The not-good-enough in 2013 could be a lack of experienced talent, or maybe introducing age into it is just a different way of making an excuse. There are 12 games spread over the next 13 weeks, and that time should be used wisely by both evaluators and those being evaluated.
The offensive line has been a weakness in each of the games this season, and Jared Allen sure put an exclamation point on that. The defense has been unable to create any turnovers, with the young players so far unable to live up to their perceived potential in that area, and the experienced players who once created turnovers mired in a long enough drought that it's fair now to wonder whether they still have the knack for it anymore.
Outside of those two specific areas, the only consistency of performance has come in the complete inconsistency of performance.
The defense goes from stingy against Tennessee and Chicago to looking like the football version of the Washington Generals – nothing but props for a highlights reel – against the Vikings. The offense has gone through parts of games where it efficiently moves the football and scores, but it hasn't been able to do either of those things when presented with opportunities at the times when the outcomes of those games are determined.
Mixed in has been just the right cocktail of turnovers, penalties, special teams gaffes, guys trying to do too much, and guys not knowing what they're doing to keep the losing streak going and thereby build on the cloud of negativity under which they must work to fix all of it.
The 2013 Steelers are a group made up of a shrinking core of veteran been-there done-that guys plus a larger number of young talent who came too late to partake in most of the successes of those veterans. The story this season is telling so far is that some of the been-there done-that guys have lost their superpowers, and that the assessment of the other group as "young talent" could be wishful thinking.
The decision-makers have to figure out which is which. The way that's done is by playing each game to win, without regard for individual accolades or standings or anything except team success each time the ball goes onto the tee, and see who gets on board.

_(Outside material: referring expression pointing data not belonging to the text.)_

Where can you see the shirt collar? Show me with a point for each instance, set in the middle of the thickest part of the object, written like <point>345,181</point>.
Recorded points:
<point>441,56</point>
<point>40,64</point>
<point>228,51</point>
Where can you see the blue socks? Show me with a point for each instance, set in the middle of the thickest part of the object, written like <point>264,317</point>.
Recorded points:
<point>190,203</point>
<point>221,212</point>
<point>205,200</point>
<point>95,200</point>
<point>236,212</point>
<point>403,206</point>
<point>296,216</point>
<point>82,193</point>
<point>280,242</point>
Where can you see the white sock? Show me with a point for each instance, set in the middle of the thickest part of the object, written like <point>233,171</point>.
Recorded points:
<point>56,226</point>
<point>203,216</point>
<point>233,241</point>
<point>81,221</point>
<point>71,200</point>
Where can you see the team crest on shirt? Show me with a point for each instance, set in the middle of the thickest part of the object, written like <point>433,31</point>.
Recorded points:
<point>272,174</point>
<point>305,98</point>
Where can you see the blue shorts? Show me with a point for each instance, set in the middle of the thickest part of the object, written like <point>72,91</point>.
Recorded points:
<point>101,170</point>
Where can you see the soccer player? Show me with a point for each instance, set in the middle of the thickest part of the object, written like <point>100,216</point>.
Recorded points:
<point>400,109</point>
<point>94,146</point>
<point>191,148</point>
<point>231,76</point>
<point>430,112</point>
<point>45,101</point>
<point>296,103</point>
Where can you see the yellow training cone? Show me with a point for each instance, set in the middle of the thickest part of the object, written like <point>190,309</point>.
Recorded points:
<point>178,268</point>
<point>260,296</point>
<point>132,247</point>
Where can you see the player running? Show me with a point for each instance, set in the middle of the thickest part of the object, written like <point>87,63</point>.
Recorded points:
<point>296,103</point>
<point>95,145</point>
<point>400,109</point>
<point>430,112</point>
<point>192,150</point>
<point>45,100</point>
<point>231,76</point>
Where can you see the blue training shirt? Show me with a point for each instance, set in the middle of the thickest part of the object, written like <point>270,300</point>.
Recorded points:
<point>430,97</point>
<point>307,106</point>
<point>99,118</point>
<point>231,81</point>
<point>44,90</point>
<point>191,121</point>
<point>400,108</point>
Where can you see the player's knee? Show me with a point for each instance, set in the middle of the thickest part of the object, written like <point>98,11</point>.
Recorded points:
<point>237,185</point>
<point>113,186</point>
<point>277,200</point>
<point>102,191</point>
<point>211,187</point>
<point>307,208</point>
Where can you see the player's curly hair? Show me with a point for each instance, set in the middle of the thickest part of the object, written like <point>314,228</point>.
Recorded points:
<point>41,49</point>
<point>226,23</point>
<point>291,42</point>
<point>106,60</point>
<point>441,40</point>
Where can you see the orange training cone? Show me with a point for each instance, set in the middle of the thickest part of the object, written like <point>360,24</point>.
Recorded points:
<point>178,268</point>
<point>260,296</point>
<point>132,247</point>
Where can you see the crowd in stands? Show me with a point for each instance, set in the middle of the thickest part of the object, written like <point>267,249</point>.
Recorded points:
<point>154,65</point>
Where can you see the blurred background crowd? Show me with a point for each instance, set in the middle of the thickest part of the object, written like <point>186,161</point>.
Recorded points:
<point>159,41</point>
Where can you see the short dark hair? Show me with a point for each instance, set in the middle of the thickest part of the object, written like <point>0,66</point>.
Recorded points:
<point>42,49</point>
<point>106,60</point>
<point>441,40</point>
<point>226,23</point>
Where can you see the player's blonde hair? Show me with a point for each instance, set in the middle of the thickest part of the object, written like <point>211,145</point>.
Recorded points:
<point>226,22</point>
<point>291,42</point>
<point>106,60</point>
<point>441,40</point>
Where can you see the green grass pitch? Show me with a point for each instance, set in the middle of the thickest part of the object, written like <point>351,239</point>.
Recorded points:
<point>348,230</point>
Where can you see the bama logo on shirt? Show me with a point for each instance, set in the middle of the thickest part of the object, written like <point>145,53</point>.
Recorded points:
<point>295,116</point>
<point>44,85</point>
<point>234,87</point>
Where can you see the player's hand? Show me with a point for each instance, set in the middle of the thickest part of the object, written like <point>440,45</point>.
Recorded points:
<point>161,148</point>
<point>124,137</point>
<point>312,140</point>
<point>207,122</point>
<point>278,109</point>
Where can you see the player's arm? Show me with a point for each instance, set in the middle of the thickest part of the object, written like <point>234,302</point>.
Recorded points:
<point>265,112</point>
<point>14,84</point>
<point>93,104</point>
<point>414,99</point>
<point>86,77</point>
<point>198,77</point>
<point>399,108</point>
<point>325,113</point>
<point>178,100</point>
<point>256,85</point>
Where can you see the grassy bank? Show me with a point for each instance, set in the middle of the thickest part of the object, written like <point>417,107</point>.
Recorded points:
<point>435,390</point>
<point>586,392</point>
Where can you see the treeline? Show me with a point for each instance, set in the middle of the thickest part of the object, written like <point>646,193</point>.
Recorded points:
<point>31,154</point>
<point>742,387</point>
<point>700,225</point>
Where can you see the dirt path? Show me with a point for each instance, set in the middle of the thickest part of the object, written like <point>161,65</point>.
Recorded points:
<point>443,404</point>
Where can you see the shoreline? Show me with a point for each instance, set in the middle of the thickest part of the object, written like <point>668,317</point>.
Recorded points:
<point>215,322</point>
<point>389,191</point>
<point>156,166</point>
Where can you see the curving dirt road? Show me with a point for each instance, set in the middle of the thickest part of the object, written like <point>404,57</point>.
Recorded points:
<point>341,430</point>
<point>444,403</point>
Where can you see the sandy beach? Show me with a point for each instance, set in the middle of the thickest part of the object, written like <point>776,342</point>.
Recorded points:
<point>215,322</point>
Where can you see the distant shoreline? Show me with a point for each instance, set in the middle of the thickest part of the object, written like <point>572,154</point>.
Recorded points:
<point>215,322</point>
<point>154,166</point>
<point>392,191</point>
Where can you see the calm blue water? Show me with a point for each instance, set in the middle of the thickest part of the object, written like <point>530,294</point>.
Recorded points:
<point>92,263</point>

"We are going to focus on getting better," Mike Tomlin was saying behind a microphone at Wembley Stadium. "That's what's going to change the outcome of these football games. Those who don't aren't going to be a part of us. I have great patience. We'll continue to work and get better, as long as I see belief and effort and continued improvement in detail, because that's what's going to change the outcome of these games. Those who don't, they won't be a part of it, whoever it may be. It's just that simple."
Sounds like something Noll might have said to the players from 1968.